Who are you?
What defines you as a human being?
We live in a culture starving for an answer to this question. It’s everywhere you look.
I’m reminded of that book Eat, Pray, Love, in which a woman named Elizabeth Gilbert divorces her husband and travels around the world trying to find herself. Who are you?
Because of course, it’s not just Elizabeth Gilbert looking for herself. There’s a reason that her book stayed on the New York Times Best-Seller list for 187 weeks, over 3 ½ years. People are desperate to find themselves. Who are you?
To take another example, I once heard a priest say that the Westboro Baptist Church and gay marriage advocacy groups are two sides of the same coin, in that they both define people by their attractions and orientations.
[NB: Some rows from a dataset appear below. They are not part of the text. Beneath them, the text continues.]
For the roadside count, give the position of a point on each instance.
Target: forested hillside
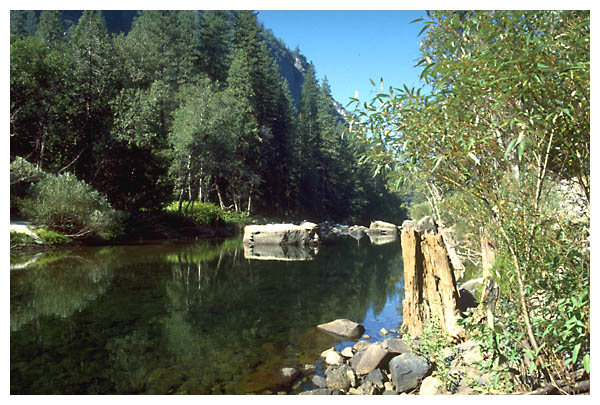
(181, 106)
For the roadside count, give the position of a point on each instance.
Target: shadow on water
(195, 318)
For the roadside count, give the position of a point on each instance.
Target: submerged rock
(341, 378)
(408, 370)
(282, 234)
(343, 328)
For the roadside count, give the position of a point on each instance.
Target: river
(189, 318)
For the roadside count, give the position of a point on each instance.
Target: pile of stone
(392, 367)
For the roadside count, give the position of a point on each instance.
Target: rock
(357, 232)
(408, 370)
(347, 352)
(377, 378)
(322, 391)
(470, 352)
(341, 378)
(370, 359)
(288, 253)
(431, 386)
(319, 381)
(395, 346)
(290, 374)
(361, 345)
(368, 388)
(334, 358)
(281, 234)
(380, 232)
(343, 328)
(324, 352)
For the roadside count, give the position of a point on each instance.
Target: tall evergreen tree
(214, 48)
(50, 28)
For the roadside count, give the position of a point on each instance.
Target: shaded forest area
(153, 107)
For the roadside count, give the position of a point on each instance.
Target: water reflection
(187, 318)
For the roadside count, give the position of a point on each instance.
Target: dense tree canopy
(502, 134)
(184, 106)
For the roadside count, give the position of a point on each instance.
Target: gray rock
(290, 373)
(376, 377)
(408, 370)
(431, 386)
(395, 346)
(370, 359)
(319, 381)
(341, 378)
(281, 234)
(361, 345)
(343, 328)
(334, 358)
(322, 391)
(347, 352)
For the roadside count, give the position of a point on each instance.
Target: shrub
(70, 206)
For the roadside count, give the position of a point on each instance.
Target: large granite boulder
(304, 234)
(288, 253)
(380, 232)
(408, 370)
(343, 328)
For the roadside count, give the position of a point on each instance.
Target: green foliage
(20, 239)
(502, 130)
(67, 205)
(50, 237)
(208, 214)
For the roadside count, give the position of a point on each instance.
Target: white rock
(347, 352)
(334, 358)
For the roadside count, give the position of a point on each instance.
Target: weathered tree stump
(429, 283)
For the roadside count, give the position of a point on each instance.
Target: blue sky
(351, 46)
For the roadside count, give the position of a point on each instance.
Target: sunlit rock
(281, 234)
(279, 252)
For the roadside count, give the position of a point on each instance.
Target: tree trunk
(429, 283)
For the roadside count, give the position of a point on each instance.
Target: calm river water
(195, 318)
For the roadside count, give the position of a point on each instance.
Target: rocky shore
(391, 366)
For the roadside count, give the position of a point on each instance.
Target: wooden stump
(429, 283)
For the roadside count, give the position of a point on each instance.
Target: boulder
(431, 386)
(347, 352)
(341, 378)
(289, 375)
(343, 328)
(322, 391)
(370, 359)
(408, 370)
(288, 253)
(380, 232)
(377, 378)
(282, 234)
(357, 231)
(361, 345)
(319, 381)
(395, 346)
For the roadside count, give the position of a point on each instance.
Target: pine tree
(214, 48)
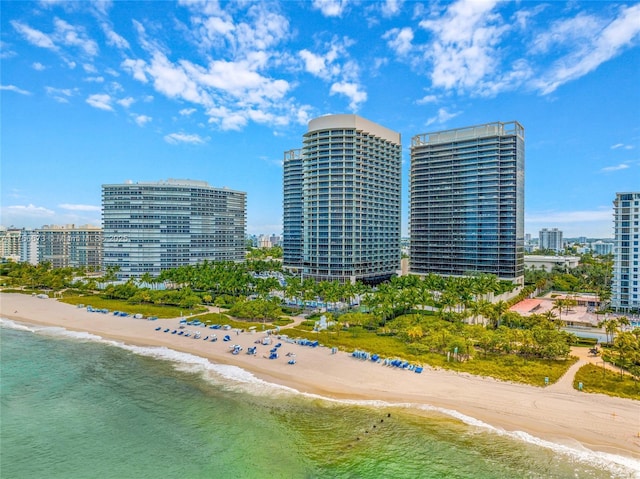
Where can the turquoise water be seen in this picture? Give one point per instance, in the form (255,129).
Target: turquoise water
(76,406)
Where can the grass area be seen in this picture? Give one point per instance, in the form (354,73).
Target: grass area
(222,319)
(118,305)
(595,379)
(504,367)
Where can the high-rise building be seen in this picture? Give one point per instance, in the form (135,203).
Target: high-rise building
(292,210)
(467,201)
(602,247)
(347,181)
(29,246)
(151,227)
(10,239)
(70,246)
(551,239)
(624,288)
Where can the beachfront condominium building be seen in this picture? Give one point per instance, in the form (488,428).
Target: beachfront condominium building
(342,201)
(551,239)
(69,245)
(625,296)
(292,210)
(151,227)
(10,239)
(29,246)
(467,201)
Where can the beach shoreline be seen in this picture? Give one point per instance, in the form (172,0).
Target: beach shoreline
(561,416)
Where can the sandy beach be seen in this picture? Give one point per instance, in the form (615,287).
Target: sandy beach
(557,413)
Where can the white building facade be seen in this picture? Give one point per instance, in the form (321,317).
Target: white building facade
(625,295)
(349,187)
(551,239)
(151,227)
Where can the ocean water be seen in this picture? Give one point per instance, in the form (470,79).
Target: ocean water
(76,406)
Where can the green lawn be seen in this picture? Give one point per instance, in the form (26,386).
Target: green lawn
(118,305)
(595,379)
(504,367)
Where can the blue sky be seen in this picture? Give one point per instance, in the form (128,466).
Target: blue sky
(103,92)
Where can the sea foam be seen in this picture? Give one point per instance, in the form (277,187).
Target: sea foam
(236,378)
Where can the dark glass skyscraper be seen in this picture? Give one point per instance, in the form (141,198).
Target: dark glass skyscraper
(467,201)
(625,295)
(349,190)
(292,210)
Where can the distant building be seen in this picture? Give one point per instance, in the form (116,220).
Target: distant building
(626,256)
(70,246)
(292,204)
(342,201)
(29,246)
(265,241)
(467,201)
(10,243)
(551,239)
(601,248)
(547,263)
(151,227)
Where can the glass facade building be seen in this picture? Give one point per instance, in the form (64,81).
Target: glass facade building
(349,188)
(70,246)
(151,227)
(467,201)
(292,210)
(626,256)
(551,239)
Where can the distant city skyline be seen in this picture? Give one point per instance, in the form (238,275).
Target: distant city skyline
(103,92)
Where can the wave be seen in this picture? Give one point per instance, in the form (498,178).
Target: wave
(241,380)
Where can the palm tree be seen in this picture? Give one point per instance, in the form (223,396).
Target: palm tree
(499,309)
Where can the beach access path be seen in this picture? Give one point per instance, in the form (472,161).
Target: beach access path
(556,413)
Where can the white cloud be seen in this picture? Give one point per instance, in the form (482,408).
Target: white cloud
(621,145)
(64,34)
(142,120)
(101,101)
(399,40)
(176,138)
(609,169)
(136,68)
(427,99)
(33,36)
(94,79)
(70,35)
(330,8)
(75,207)
(391,8)
(591,42)
(113,38)
(15,89)
(442,117)
(463,52)
(351,91)
(126,102)
(579,216)
(27,210)
(61,95)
This, too, is an attempt to find yourself: I have to live this kind of lifestyle, because I need to be “true to myself.” Who are you?
But let’s not stop there. Let’s go to the biggest, perhaps least-talked-about way that we try to answer this question. “I’m a conservative,” “I’m a liberal,” Republican, Democrat, you get the point. You find some political tribe, and you let it define you, you let it shape how you view the world, and let it determine what you believe in, exalting it even above religion. This is a subtle form of idolatry, and people taking their moral formation from politicians shouldn’t be surprised if they end up spending eternity with those politicians. But again, it’s an attempt to answer the question, “Who are you?”
We are hungry for meaning and for identity, hungry to belong, desperate to find a way of expressing ourselves or discovering ourselves. And we’re right to be hungry, and we’re right to look. But we can stop looking, and we can be satisfied, because God Almighty knows who we are, and He tells us who we are. St. Paul, when he goes to Mars Hill in Athens, says to the pagans there, ‘you are God’s offspring’ (Acts 17:28-29). As it says in the Book of Genesis, God made you in His image (Gen. 1:26-27). You’re His creatures, and more than that, His children.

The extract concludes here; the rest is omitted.